Kale and pistachios blend together easily and deliciously for a healthy and enjoyable way to indulge on kale this week.
- About 14 cups of Kale leaves, torn and clean
- 1/4–1/2 cup of good quality extra virgin olive oil
- 1 medium garlic clove, peeled
- 1/3 cup pistachios, shelled and unsalted
- 1 tablespoon freshly squeezed lemon juice
- Kosher salt and black pepper, to taste
- Pre-heat the oven to 350 degrees.
- Tear kale leaves off the stems. If kale needs rinsing, set leaves in a large bowl of cold water and soak for a few minutes. Lift leaves out of the bowl onto some paper towel or a clean kitchen towel and blot dry. Arrange on a sheet tray, or two.

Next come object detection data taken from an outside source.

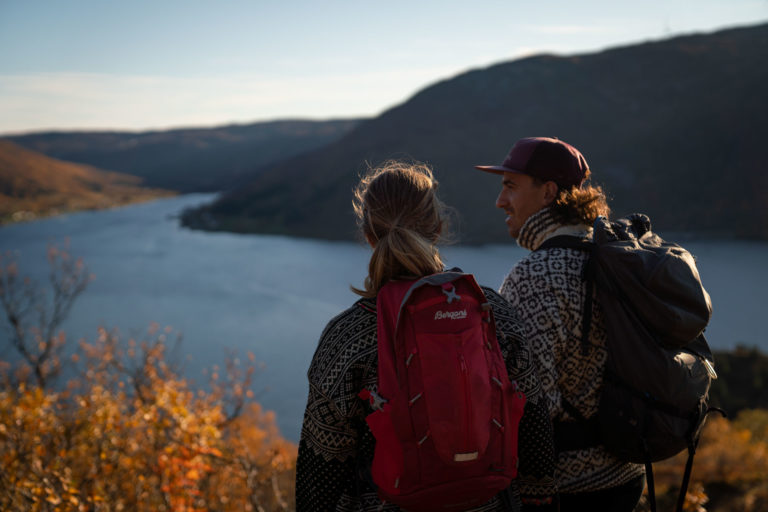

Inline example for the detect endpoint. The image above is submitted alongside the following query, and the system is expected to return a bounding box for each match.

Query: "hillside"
[185,25,768,242]
[6,119,358,192]
[0,140,171,224]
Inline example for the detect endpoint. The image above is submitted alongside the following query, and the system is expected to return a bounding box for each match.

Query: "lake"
[0,194,768,441]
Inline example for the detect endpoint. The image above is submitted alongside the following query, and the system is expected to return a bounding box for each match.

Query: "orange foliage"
[638,410,768,512]
[0,330,296,512]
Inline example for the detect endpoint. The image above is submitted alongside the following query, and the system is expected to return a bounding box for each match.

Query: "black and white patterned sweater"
[499,208,645,493]
[296,288,557,512]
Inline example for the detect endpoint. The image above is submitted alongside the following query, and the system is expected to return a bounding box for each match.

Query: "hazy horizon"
[0,0,768,135]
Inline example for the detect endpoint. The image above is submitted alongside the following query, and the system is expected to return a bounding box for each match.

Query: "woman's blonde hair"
[351,161,446,297]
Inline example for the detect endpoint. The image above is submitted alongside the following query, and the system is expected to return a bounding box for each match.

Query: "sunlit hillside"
[0,140,171,222]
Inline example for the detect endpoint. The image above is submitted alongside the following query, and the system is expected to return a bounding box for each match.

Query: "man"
[476,137,645,512]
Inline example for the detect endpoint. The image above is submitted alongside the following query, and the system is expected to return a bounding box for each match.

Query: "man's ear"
[543,181,559,206]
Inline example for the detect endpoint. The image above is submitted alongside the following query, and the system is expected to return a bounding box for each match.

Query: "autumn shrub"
[637,409,768,512]
[0,330,296,511]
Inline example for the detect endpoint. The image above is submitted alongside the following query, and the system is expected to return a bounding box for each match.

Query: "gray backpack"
[538,214,724,511]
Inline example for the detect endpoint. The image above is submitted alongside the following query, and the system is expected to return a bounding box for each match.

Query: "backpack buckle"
[357,389,388,411]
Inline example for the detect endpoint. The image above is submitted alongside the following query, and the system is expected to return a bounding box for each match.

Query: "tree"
[0,244,91,388]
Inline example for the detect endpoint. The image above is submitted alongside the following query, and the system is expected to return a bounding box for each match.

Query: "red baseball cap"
[475,137,589,189]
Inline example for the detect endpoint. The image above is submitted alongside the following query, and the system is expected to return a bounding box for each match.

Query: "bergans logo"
[435,309,467,320]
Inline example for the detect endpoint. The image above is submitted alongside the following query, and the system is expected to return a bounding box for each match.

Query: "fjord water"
[0,194,768,440]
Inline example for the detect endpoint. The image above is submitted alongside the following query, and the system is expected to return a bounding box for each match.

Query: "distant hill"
[0,140,171,224]
[185,25,768,242]
[5,119,359,192]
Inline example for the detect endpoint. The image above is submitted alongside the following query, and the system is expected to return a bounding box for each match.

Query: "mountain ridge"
[184,24,768,243]
[4,119,360,192]
[0,140,172,224]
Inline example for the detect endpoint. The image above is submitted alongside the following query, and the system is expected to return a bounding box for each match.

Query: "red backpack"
[360,272,525,512]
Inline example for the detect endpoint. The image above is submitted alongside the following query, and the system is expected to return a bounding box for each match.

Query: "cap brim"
[475,165,525,178]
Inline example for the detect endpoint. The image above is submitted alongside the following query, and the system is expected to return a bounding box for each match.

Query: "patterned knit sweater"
[500,208,645,493]
[296,288,557,512]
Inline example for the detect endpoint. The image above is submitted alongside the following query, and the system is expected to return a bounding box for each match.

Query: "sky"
[0,0,768,134]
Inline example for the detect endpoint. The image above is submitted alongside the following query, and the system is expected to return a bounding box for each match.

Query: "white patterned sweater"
[499,208,645,493]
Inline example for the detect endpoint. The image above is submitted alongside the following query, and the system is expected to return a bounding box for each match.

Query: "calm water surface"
[0,194,768,440]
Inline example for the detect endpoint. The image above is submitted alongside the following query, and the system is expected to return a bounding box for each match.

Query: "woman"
[296,162,557,512]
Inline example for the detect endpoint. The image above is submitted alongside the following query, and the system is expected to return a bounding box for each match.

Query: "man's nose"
[496,190,507,208]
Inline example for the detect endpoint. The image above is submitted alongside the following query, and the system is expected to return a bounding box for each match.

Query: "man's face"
[496,172,557,238]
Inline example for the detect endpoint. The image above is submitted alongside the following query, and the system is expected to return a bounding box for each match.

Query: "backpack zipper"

- Roast the kale in the oven for about 5 minutes until slightly wilted and bright green in color.
- In a food processor fitted with the blade attachment, add the pistachios and clove of garlic. If you happen to love really garlicky pesto, add another clove. Process until crumbly.
- Add the kale leaves, lemon juice, 1 tablespoon of olive oil and some salt and pepper. Turn on the motor again, and start drizzling in more olive oil until desired consistency is reached. For a more spreadable thickness, use less oil. For something more saucy, add more oil.
- Stop to scrape down the sides and check taste. Add more salt, pepper or lemon juice if, necessary.
- Kale can be stored in the refrigerator for up to six days. Or, portion into an ice cube tray and freeze for future use.